Festival de feux d’artifice : un bilan et des paris sur l’avenir

Marc Lachat, le coordinateur du festival international de feux d’artifice est un baroudeur.

À ce titre, il aime les paris un peu fous, comme celui de rameuter 10 000 à 15 000 personnes dans le chaudron de la Découverte après deux ans d’abstinence.

Pari osé, mais pari gagné, en partie tout au moins car il a atteint, et même dépassé de peu, la fourchette basse de son objectif de départ avec plus de 10 000 entrées au compteur. Plutôt pas mal pour une animation que d’aucuns reléguaient déjà dans l’armoire aux souvenirs.

Selon le boss de Terre Événements Ciel, «le bilan est positif pour cette manifestation que nous avons que nous avons remise sur le devant de la scène». Certes, il y a eu les loupés du départ (lire encadré), les sifflets adressés à l’animateur, des doutes levés par un spectacle largement à la hauteur des attentes du public.

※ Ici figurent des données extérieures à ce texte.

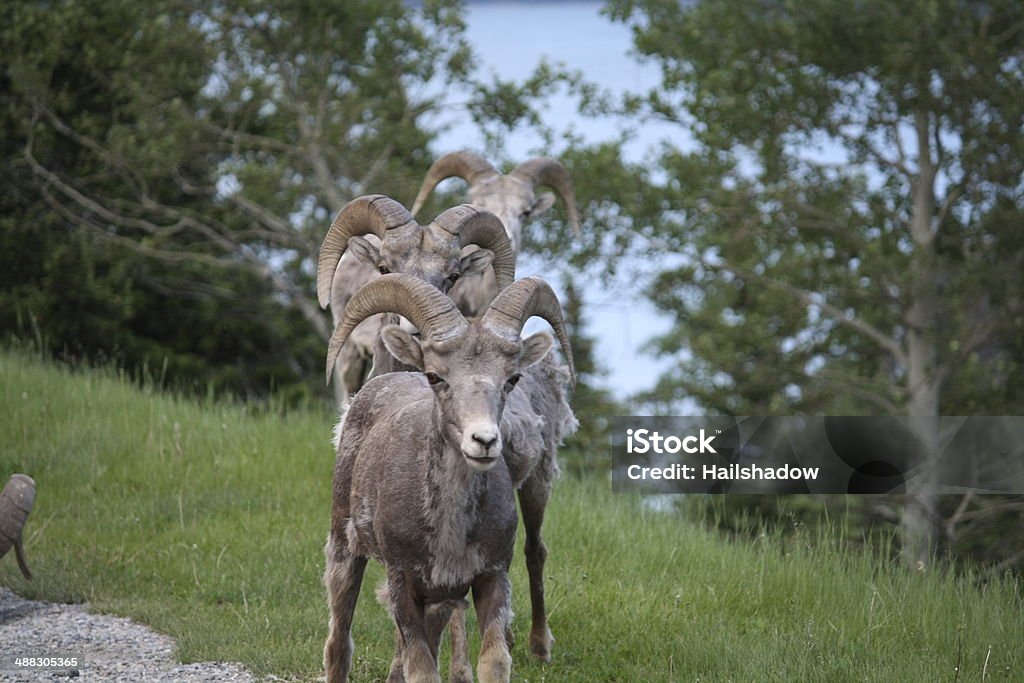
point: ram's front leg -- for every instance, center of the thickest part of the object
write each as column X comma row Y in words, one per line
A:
column 418, row 663
column 461, row 671
column 493, row 598
column 342, row 578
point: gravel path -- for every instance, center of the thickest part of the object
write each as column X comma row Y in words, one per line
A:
column 112, row 648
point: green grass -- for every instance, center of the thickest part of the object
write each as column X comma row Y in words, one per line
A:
column 207, row 522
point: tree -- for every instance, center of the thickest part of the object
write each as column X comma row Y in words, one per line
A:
column 849, row 213
column 219, row 139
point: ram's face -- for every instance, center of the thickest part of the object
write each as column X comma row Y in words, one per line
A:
column 511, row 200
column 431, row 257
column 470, row 374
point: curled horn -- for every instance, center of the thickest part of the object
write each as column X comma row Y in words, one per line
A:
column 522, row 299
column 547, row 171
column 432, row 312
column 476, row 226
column 370, row 214
column 15, row 504
column 469, row 166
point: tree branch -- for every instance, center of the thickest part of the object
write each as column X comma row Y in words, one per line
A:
column 812, row 299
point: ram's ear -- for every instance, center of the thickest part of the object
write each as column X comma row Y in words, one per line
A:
column 535, row 347
column 541, row 204
column 477, row 261
column 402, row 345
column 365, row 251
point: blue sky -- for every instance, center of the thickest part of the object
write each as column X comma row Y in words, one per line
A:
column 511, row 38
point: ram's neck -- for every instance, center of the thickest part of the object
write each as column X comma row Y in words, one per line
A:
column 454, row 499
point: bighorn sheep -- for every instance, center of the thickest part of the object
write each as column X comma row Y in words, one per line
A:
column 432, row 252
column 511, row 198
column 15, row 504
column 538, row 416
column 419, row 480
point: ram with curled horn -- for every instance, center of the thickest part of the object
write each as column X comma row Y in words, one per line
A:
column 432, row 252
column 15, row 504
column 512, row 198
column 420, row 483
column 538, row 417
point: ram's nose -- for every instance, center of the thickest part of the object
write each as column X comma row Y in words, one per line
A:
column 481, row 444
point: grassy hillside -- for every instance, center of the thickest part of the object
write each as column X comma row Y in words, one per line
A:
column 207, row 522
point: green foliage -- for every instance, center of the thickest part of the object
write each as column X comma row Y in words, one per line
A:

Sur le chemin du retour, les avis étaient unanimes quant au contenu des feux d’artifice, «féerique, exceptionnel ou grandiose», revenaient en boucle parmi les spectateurs.

Où sont passés les 5 000 personnes manquantes?

«Nous avons d’abord les attentats de Nice, explique-t-il, qui ont joué un rôle déterminant, pour preuve les 30 à 40 % de réservations annulées chez les hôteliers du Bassin».

La météo, clémente le jour J, a elle aussi joué les trouble-fête, «les deux journées pluvieuses juste avant ont incité les gens qui viennent de loin à la prudence», souligne-t-il. Et puis il y a eu cette rumeur sur les réseaux sociaux, selon laquelle, «le feu serait annulé en raison des attentats de Nice».

Des projets.

L’été prochain, le spectacle sera revu à la hausse, «en y greffant le concert d’un artiste connu sur le plan d’eau, mais aussi en ajoutant des choses inédites à cette soirée dont le clou sera toujours le feu d’artifice».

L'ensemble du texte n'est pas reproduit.